In the aftermath of the election, people look for a narrative to explain their happy or sad result. No doubt, pundits will dissect this election for months. Sadly, in the cable news and Internet era, this analysis is likely to continue overlong and the projections for the next election will begin much too early.
But electoral politics simply isn't worth it. In the broad picture of society and daily human life, electoral politics has very little real impact. Unlike liberals, who place their hope in the perpetual improvement of society at the hands of the government and a variety of experts, conservatives recognize the limitations of government.

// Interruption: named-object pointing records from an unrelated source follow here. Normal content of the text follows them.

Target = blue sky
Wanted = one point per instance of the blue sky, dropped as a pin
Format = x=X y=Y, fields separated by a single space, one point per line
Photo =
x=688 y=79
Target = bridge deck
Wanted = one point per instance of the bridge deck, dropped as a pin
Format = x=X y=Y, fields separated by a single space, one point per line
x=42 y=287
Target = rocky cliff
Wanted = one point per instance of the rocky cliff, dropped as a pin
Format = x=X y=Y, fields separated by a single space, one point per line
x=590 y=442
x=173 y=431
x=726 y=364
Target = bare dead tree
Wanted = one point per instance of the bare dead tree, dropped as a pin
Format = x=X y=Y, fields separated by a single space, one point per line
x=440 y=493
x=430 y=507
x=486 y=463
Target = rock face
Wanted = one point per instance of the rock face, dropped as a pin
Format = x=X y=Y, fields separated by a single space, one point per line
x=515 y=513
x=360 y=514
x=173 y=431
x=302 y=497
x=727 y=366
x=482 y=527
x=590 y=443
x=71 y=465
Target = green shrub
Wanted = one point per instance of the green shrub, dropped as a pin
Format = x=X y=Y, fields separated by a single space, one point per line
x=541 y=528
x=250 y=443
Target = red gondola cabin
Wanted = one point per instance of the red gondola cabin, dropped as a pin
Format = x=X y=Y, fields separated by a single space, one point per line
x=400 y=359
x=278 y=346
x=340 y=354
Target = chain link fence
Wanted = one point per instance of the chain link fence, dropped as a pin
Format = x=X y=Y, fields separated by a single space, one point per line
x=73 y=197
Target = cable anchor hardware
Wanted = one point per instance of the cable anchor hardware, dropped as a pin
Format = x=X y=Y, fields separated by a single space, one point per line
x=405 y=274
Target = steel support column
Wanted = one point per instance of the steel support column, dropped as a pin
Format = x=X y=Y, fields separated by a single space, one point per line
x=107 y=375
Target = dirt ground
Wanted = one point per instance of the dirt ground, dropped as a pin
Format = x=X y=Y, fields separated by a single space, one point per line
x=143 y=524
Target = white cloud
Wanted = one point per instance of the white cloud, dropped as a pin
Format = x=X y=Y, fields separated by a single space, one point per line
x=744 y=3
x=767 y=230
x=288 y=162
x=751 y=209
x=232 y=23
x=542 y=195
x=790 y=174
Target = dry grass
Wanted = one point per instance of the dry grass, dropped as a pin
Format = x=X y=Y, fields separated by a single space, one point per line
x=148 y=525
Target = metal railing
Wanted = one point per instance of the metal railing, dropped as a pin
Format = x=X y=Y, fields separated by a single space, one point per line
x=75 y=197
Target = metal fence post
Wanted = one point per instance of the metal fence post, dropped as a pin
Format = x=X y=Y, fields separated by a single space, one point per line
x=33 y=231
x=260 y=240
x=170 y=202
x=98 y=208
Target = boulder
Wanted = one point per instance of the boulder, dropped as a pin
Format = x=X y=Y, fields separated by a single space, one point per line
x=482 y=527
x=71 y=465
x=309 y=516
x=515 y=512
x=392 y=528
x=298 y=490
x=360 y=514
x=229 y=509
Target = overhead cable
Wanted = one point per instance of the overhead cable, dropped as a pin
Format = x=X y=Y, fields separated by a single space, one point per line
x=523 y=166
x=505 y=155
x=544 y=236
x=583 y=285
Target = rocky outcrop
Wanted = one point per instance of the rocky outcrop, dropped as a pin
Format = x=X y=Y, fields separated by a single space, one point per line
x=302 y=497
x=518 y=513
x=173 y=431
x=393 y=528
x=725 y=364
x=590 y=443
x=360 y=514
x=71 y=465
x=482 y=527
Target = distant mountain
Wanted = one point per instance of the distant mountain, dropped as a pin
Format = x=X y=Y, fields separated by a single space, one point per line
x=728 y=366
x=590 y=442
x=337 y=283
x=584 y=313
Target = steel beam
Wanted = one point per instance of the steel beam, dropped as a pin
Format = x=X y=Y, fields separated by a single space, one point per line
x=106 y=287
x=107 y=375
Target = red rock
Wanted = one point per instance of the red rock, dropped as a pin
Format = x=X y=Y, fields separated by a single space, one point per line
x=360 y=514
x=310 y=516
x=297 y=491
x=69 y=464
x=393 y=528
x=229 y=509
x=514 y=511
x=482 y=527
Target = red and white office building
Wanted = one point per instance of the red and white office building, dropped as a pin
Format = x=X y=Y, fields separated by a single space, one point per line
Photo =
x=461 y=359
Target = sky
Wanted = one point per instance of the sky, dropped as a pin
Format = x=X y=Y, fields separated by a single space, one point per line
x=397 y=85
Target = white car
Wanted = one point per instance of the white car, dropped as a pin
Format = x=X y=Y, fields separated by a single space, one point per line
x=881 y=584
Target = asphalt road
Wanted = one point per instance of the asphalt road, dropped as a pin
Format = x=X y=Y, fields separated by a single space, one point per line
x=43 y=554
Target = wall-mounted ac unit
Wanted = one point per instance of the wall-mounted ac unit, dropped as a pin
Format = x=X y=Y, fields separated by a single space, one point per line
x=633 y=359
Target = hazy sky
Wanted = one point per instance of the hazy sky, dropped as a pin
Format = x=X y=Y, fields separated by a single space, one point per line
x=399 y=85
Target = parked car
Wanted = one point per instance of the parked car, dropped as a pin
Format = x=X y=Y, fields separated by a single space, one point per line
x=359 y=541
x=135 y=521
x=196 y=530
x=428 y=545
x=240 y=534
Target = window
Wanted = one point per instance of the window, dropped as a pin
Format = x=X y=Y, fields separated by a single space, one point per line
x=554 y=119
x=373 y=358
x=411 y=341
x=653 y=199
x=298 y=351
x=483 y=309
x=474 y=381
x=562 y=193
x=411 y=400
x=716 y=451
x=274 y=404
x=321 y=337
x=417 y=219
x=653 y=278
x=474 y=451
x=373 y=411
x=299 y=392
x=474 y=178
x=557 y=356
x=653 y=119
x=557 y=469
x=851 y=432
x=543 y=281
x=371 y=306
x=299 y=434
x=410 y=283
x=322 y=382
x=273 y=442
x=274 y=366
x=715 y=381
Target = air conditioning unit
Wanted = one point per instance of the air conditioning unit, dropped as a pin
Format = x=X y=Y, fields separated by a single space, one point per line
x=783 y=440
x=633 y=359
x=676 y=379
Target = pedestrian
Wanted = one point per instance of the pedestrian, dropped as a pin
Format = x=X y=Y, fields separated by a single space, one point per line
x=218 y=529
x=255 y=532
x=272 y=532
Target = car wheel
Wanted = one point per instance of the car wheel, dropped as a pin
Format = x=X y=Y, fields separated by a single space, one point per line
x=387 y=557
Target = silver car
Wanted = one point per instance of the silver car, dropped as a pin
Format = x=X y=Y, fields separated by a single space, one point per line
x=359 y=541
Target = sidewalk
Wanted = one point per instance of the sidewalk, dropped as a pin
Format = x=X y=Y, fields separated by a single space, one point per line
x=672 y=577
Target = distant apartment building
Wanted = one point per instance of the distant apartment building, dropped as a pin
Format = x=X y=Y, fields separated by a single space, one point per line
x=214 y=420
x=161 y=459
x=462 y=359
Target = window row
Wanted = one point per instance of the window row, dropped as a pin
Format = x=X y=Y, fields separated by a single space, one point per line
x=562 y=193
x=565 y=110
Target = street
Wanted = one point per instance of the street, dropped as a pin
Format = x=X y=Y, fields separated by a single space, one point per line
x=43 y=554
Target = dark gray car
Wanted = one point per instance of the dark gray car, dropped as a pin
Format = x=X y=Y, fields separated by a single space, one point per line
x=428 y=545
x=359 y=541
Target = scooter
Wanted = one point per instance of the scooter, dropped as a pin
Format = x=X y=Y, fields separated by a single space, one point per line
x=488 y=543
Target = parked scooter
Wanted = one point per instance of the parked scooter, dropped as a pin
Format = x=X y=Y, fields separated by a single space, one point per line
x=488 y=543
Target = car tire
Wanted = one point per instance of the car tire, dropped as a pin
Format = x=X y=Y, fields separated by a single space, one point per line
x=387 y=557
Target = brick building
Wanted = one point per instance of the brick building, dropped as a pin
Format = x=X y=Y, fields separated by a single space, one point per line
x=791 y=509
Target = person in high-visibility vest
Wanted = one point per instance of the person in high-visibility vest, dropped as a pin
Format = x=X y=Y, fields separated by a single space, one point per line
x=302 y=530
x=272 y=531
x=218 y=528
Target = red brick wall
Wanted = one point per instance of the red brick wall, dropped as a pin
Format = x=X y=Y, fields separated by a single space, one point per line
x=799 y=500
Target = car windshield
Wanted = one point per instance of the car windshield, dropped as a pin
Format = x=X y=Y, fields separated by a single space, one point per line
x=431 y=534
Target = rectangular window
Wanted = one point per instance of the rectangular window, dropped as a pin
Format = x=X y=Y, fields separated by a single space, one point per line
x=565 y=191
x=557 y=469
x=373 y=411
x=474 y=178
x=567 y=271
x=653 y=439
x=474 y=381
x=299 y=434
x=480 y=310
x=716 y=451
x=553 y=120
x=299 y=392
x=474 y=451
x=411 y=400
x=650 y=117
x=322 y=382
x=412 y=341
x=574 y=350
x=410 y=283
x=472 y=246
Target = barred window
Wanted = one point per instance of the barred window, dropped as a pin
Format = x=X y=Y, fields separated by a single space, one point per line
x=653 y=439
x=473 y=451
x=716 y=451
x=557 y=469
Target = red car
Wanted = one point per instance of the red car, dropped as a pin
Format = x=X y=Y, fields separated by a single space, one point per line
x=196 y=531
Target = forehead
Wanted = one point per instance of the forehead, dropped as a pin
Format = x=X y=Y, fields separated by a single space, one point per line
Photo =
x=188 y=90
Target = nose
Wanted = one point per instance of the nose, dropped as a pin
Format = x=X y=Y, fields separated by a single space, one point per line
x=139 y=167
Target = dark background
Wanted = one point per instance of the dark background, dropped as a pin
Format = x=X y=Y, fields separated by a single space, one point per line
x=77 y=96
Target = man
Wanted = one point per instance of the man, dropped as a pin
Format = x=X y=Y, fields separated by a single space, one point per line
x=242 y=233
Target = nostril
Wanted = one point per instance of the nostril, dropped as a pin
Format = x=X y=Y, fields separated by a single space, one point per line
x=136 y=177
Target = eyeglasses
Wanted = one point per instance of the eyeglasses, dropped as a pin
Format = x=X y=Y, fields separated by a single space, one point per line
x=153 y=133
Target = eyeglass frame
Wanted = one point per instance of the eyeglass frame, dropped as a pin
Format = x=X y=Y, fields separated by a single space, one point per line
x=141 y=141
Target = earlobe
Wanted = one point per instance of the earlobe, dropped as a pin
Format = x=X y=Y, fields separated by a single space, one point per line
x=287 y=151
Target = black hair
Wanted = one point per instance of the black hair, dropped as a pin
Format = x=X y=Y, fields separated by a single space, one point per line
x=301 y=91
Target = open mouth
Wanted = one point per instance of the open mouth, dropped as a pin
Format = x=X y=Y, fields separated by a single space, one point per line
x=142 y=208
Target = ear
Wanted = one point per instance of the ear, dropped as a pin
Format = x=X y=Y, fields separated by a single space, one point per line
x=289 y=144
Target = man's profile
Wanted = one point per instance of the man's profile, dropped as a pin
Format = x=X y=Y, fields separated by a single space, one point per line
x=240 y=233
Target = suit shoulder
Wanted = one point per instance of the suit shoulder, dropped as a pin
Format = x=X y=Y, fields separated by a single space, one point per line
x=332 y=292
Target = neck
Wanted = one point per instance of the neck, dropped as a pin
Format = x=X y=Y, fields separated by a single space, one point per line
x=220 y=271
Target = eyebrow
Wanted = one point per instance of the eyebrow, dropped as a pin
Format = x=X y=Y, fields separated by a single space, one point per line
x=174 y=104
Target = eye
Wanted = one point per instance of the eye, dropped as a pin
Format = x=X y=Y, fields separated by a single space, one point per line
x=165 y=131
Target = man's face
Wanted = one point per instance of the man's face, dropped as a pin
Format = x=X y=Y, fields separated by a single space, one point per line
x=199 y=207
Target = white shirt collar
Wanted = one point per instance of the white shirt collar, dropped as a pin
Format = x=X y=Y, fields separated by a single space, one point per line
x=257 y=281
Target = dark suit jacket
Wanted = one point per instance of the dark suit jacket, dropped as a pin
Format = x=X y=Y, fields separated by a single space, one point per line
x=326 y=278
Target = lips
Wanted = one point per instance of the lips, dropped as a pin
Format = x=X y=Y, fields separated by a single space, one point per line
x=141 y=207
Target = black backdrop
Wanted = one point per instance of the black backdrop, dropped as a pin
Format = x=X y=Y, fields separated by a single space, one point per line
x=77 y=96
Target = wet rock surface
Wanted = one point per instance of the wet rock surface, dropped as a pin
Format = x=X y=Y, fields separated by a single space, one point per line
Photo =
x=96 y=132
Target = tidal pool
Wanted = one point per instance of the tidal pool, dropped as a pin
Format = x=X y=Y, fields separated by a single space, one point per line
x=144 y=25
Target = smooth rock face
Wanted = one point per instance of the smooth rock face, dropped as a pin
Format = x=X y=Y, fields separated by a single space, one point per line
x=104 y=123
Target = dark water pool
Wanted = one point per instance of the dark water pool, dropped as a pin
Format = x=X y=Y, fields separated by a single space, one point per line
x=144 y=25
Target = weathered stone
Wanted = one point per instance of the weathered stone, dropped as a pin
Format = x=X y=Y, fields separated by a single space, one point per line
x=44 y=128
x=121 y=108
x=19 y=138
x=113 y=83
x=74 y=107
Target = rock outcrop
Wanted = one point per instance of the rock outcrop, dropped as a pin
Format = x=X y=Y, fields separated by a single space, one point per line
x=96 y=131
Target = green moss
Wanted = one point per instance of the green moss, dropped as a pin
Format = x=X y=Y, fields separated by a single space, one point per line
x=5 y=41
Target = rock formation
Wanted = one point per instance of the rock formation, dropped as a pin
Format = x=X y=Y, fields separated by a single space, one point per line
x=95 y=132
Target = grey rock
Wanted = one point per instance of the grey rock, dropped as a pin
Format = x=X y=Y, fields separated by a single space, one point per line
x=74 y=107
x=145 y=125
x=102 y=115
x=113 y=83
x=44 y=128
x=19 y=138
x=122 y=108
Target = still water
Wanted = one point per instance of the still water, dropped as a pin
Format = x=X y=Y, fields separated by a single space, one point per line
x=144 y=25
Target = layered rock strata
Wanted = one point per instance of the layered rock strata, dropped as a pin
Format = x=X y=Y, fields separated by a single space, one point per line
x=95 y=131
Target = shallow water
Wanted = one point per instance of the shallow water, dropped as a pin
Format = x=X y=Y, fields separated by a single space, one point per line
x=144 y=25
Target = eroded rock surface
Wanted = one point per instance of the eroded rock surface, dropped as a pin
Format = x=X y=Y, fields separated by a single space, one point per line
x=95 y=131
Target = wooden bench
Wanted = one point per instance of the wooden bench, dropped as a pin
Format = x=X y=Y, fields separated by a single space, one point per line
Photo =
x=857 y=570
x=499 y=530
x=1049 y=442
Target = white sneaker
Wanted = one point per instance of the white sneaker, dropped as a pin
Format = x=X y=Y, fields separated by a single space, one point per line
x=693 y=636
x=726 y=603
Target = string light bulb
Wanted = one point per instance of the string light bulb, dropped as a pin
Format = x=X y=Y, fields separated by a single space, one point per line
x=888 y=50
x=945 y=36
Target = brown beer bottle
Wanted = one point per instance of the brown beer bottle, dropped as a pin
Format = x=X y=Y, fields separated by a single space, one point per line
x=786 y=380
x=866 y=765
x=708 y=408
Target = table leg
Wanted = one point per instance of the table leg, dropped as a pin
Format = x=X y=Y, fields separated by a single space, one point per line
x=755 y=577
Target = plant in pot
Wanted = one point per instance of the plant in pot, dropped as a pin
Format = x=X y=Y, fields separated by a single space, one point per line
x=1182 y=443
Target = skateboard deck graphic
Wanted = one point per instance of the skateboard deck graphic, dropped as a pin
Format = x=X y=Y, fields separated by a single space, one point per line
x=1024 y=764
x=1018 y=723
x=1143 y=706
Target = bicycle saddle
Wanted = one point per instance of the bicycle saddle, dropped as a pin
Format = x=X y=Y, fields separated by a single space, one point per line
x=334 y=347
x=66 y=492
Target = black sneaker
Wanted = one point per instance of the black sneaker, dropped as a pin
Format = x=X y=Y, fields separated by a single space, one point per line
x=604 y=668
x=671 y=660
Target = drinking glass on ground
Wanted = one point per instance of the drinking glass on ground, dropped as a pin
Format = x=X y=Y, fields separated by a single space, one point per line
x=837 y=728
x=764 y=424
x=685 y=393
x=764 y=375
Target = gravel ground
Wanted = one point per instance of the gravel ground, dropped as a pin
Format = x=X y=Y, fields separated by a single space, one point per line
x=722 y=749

Bruce Frohnen at The Imaginative Conservative is very aware of this - from his excellent piece (click here to read the whole thing):
And here is my point: none of this is a reason for despair. Indeed, knowledge of the dead-end that politics so obviously has become should be liberating for conservatives. It is far beyond time for conservative Americans—and Christians in particular—to put aside the distractions of mass politics for the tactile realities involved in building a decent life. We still need to vote and otherwise get involved, of course, but we need to remember what we are doing: hoping to prevent or mitigate the damage being done to us, not “taking back” a state apparatus that has long been used to reshape our society in unwholesome ways. We must come to recognize that the federal government, to its very core, has become hostile to our very way of life, not a violent oppressor, but nonetheless our adversary as we seek to raise our children, educating them in our faith, our morals, and our traditions. We must build neighborhoods, parishes and other religious and secular communities in which spiritual, intellectual and fundamentally moral lives are possible.
It is in these neighborhoods, parishes, and communities, that we will be truly affected and affect others. This is where conservatism has its real impact.